I never ate rice without sugar until I moved up North. My first taste of fried rice hooked me for life. It was bought at the corner rice house, where most African- Americans buy and prefer.

Vivian, 56, black, Houston

We do spend money on good food – that’s why we encourage the Greeks, the Japanese and others to bring their cuisines to the ghetto … they’ll get rich! We would love to have other foods in our community, but for the time being, we are fighting just to get grocery stores.

Diane, black, Charlotte, N.C.

Expert says

Tom is on the right track. Once we found a strange, brown folded cookie wafer lying on the ground.

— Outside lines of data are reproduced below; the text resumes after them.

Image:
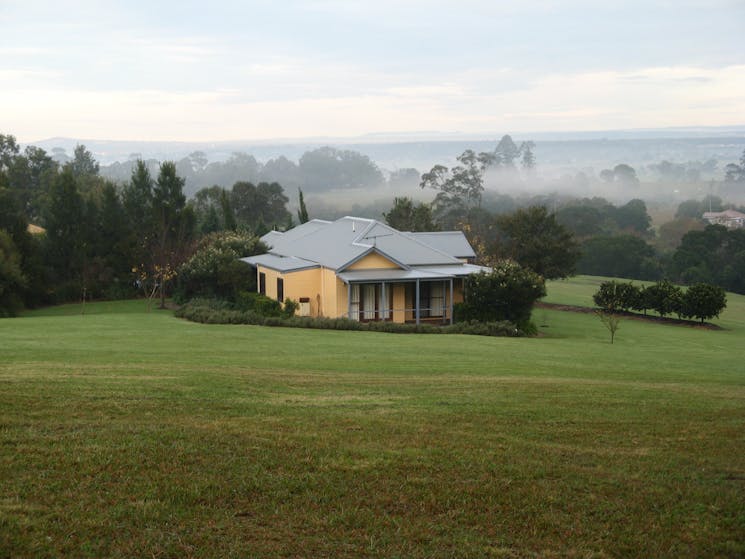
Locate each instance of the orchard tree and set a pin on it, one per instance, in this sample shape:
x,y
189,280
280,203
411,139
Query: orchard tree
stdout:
x,y
664,298
703,301
12,280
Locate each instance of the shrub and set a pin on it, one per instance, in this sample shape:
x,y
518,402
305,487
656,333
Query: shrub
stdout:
x,y
211,311
260,304
290,308
215,269
508,292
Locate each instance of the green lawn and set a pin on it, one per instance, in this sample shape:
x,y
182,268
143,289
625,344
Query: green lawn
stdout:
x,y
128,433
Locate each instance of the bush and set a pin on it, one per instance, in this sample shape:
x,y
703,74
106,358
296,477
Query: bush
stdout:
x,y
290,308
703,301
212,311
260,304
215,269
508,292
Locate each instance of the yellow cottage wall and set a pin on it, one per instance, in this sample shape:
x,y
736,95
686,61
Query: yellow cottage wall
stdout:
x,y
328,294
373,261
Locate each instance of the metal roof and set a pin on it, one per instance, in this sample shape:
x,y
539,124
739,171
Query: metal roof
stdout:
x,y
280,263
365,276
273,237
339,243
449,242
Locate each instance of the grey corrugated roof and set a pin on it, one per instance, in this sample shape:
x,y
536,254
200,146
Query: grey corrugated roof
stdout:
x,y
280,263
458,271
388,275
275,237
449,242
339,243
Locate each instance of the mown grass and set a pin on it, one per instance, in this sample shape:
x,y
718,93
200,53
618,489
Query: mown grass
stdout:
x,y
128,433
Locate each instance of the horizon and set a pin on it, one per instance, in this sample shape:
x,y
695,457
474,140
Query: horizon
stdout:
x,y
332,69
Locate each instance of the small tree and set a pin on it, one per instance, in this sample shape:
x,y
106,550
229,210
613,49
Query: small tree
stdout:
x,y
614,296
703,301
611,321
663,297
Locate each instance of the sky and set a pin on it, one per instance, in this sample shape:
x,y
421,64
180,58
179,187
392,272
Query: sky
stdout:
x,y
261,70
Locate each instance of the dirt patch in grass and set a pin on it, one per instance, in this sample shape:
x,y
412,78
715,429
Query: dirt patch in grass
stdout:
x,y
633,316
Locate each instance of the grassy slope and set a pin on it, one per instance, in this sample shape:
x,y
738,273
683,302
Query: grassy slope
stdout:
x,y
129,433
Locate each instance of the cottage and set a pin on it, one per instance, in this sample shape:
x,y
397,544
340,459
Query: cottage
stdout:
x,y
731,219
365,270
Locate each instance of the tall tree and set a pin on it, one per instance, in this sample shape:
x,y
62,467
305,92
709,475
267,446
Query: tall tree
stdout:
x,y
173,225
302,212
405,216
458,189
533,238
137,202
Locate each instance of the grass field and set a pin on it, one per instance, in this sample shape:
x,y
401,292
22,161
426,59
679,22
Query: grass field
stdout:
x,y
128,433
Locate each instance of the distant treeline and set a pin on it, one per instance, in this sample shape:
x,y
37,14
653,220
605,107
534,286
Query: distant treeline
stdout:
x,y
67,232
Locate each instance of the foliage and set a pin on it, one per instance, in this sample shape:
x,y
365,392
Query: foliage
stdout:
x,y
405,216
663,297
611,321
214,270
256,206
533,238
615,296
173,225
262,311
12,280
508,292
302,212
715,255
289,308
703,301
458,189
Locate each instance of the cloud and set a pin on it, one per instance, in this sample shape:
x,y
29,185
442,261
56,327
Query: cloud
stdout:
x,y
370,102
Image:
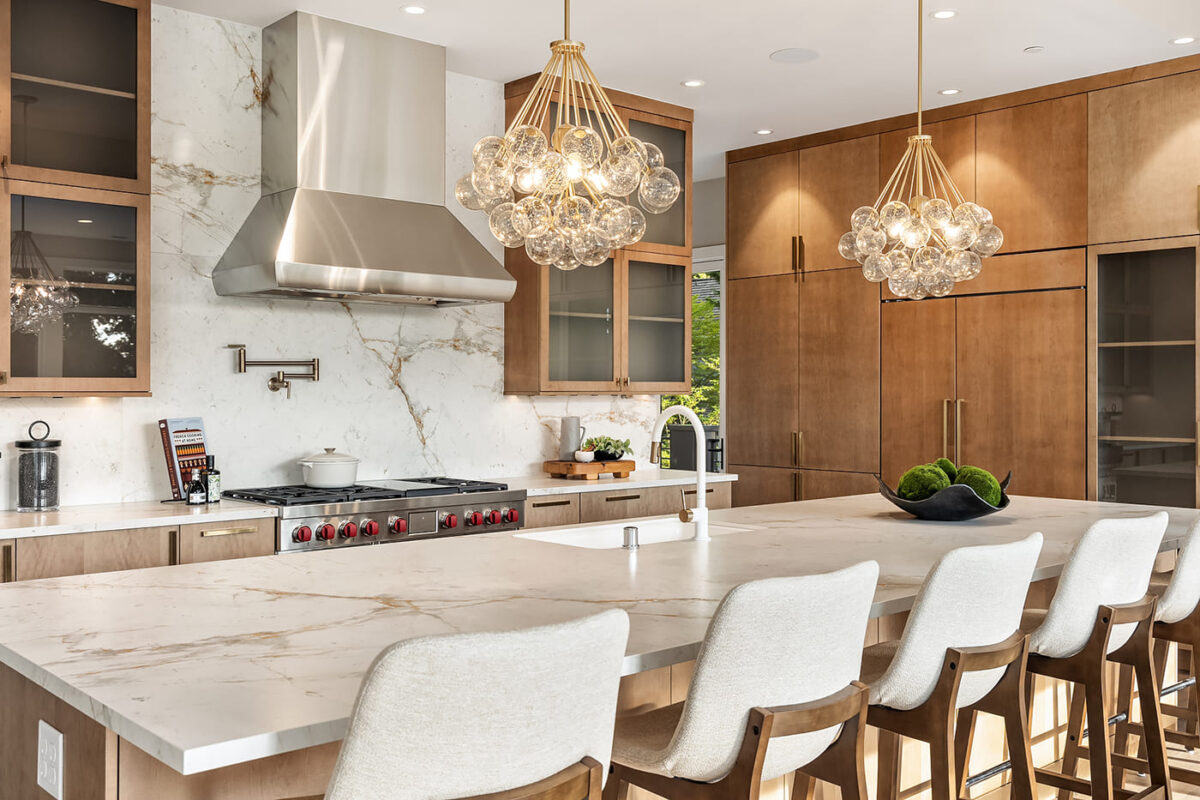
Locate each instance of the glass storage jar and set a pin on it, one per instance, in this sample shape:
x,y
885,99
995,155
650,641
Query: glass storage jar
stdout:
x,y
37,470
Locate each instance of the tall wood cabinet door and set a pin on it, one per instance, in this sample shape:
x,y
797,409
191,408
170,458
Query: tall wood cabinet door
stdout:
x,y
1144,160
1021,370
916,384
761,216
765,485
761,352
839,371
835,179
101,551
1031,173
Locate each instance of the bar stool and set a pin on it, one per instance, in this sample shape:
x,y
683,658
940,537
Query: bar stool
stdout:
x,y
522,714
960,653
1099,613
773,692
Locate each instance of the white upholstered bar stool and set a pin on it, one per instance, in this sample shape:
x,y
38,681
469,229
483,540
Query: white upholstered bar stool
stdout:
x,y
773,692
961,653
1101,613
522,714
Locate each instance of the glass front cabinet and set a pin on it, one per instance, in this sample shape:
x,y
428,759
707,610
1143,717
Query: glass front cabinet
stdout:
x,y
1145,419
76,151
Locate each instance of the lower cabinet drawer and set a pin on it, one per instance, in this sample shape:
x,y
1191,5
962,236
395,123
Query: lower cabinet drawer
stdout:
x,y
226,540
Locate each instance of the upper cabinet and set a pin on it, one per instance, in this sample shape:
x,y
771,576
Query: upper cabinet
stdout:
x,y
1031,173
1144,160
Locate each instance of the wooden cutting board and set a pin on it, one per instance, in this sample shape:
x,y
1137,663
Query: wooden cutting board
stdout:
x,y
588,471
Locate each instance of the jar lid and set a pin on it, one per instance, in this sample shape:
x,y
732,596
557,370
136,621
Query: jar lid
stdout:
x,y
39,441
330,457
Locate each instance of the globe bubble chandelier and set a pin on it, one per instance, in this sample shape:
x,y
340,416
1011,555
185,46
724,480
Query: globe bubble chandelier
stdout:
x,y
922,235
567,198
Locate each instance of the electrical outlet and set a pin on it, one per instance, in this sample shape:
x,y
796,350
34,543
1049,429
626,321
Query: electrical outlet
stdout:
x,y
49,759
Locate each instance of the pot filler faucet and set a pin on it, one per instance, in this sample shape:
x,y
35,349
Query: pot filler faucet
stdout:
x,y
700,513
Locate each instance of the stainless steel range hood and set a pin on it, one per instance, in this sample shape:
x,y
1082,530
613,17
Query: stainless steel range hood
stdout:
x,y
354,176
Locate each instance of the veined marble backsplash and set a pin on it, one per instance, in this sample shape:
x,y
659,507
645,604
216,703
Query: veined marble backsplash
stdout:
x,y
411,391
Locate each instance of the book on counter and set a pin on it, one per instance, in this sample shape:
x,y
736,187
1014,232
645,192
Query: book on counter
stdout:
x,y
183,443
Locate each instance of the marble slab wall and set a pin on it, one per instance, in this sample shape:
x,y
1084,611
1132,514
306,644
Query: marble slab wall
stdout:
x,y
411,391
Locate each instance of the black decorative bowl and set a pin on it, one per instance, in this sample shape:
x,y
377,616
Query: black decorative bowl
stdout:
x,y
955,503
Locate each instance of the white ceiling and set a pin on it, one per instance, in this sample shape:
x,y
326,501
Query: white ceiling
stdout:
x,y
867,49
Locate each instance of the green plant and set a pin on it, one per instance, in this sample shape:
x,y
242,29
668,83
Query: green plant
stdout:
x,y
983,482
947,467
922,481
618,447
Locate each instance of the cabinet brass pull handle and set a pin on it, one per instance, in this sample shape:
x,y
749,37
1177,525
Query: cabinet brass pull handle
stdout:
x,y
228,531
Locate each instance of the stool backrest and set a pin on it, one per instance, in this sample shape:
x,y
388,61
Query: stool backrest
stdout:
x,y
772,642
1183,591
1110,565
461,715
973,596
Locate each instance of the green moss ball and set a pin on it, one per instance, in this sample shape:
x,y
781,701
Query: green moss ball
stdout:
x,y
982,481
947,467
922,481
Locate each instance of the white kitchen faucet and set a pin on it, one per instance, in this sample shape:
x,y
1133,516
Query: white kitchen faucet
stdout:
x,y
700,513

We cracked it open, and inside, oddly enough, was a thin strip of paper with a message on it: “Trust your intuition. The universe is guiding your life. And remember, don’t tell white people how off the chain this Chinese food is.”

Truth is, of course, that eating preferences vary just as much among African-Americans as any other group, says Eric J. Bailey, professor of medical anthropology at East Carolina University and author of Food Choice and Obesity in Black America.

That said, as major cities developed in the United States, various ethnic groups did find themselves in proximity to one another, among them Chinese and black people. That led to mixing and matching of cuisines, Bailey said. And consider Chinese food’s similarity to soul food: basic food products that are altered with extra sauces to be made sweet or spicy.

“Soul food was developed that way, too. By adding sauces to stuff that was bland, it began a pattern of modifying food. Slaves had to find a way to use the remnants left behind by their owners. You try to make whatever is available usable and tasteful for the palate. You experiment … when you’re given scraps, you’re going to try to make it nice for everyone.”

And like soul food, Chinese food, with its fresh ingredients like vegetables and some meat sauteed in for good measure, can and should be changed to make it better for the body.

“We can still adhere to the pattern, but we can use sodium substitutes or find other ways to affect things like the amount of cholesterol,” he said. “We can maintain the feel, but make it healthier.”